The body stores all of our life events and holds a profound wisdom. Through sensations and processes that occur spontaneously and naturally, the body stores responses about how we truly experience life. Thus, each of us is endowed with a natural and inherent ability to find clarity and navigate the difficulties of daily life.

Through the Focusing method, Eugene Gendlin highlights the existence of a "felt sense" that awakens within each of us often through vague and unclear sensations. These sensations, which arise spontaneously, invite us to listen. We could say that we are programmed to rely on our ability to be self-aware. Focusing facilitates this connection with your internal experience and invites you to explore it without judgment, without the pressure of a result, but simply with the intention to observe.
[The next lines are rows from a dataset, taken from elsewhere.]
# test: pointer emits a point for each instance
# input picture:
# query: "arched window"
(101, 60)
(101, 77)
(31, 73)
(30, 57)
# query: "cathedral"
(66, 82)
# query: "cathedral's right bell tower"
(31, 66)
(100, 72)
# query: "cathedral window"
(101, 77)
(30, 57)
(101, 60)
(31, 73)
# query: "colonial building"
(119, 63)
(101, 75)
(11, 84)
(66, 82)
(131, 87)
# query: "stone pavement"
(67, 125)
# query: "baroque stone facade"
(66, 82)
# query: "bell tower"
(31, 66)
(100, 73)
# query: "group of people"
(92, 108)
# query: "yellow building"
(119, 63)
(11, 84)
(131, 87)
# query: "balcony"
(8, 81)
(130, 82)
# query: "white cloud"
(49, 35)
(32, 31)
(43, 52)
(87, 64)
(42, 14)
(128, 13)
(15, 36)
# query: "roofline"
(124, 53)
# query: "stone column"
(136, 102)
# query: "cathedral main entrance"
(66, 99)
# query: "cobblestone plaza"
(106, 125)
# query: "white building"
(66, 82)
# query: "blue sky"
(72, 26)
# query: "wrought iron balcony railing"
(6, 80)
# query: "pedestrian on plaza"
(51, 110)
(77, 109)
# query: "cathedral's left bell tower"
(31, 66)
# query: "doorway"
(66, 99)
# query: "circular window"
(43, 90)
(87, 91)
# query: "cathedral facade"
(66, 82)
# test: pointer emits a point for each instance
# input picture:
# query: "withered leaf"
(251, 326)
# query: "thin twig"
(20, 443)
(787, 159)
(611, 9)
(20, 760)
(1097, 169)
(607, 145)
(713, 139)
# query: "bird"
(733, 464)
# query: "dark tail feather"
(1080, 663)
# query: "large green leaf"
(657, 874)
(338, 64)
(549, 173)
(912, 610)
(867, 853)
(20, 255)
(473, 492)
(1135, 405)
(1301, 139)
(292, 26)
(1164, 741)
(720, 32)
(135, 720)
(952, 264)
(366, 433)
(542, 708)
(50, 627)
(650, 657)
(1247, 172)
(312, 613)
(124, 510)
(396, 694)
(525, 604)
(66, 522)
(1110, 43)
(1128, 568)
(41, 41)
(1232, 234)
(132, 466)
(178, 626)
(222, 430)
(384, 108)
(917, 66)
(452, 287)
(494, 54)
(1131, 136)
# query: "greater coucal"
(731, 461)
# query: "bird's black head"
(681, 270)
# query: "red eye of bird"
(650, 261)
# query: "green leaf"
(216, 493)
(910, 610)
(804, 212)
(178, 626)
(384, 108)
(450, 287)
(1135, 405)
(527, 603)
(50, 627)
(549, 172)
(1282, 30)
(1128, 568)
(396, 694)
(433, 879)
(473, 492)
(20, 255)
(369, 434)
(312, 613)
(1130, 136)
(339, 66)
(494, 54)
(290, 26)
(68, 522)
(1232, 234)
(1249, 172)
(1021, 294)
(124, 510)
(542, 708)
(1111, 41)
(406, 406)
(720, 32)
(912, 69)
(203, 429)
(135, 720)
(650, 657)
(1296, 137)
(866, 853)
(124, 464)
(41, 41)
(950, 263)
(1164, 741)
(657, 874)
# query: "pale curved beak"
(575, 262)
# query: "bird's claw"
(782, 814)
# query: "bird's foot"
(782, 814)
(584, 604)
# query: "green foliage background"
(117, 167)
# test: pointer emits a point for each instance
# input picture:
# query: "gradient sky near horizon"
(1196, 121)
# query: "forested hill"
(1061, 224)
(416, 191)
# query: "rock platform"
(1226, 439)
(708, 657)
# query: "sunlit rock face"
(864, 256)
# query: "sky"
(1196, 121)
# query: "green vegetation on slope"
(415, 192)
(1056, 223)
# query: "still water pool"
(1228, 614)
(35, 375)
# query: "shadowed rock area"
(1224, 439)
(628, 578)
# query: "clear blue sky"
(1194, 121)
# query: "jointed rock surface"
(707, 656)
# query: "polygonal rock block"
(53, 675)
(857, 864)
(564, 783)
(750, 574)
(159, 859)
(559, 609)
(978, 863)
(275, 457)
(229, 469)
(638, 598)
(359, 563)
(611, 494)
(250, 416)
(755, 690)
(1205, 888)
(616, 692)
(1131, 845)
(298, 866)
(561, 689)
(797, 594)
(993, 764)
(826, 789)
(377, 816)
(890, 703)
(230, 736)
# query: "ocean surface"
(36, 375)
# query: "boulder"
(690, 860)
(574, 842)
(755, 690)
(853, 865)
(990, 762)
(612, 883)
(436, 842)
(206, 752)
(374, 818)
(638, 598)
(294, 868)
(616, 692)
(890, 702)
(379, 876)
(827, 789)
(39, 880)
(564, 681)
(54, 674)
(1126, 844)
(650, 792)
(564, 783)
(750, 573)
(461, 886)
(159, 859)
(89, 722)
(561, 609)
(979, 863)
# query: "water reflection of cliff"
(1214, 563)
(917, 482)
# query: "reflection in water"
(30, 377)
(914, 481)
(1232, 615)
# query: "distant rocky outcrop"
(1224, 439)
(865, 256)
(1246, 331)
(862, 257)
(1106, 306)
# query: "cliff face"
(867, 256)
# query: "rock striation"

Focusing invites you to re-experience what it means to be. To be in your wholeness, in the complexity of your experiences. Over time, we have disconnected from this ability to look inward and allow ourselves to simply experience. Through Focusing, we return to our nature, allowing the internal world to unfold and transform. This is where healing happens.

What Happens in a Focusing Session?

In a Focusing session, the therapist's role is to create a space that allows you to witness your own internal experience. The process involves a series of steps where you are guided to connect with your bodily sensations in order to explore their meaning without haste or pressure for a specific outcome.

The first step involves relaxation and creating a safe space that allows you to connect with your body. Gradually, the therapist guides you towards accessing a "felt sense"—a vague or subtle sensation related to a specific issue or question.

This "felt sense" is not a clear emotion or a well-defined thought but rather a bodily sensation that contains meaning, even though it may initially be difficult to describe.

The next step involves establishing a connection with the felt sense. You will be encouraged to stay with this felt sense, explore it, and describe it in words. This step involves sitting with the felt sense and allowing it to unfold without rejecting or analyzing it.

Later, the therapist may ask exploratory questions to clarify the message that the felt sense is conveying about the issue at hand. By the end of the Focusing process, it is important that each response or insight is received with acceptance and curiosity. You can always return to explore what has been revealed to you in previous sessions.

Therefore, Focusing is a practice that returns you to what you already possess. It is a way to connect with the natural wisdom with which you are endowed.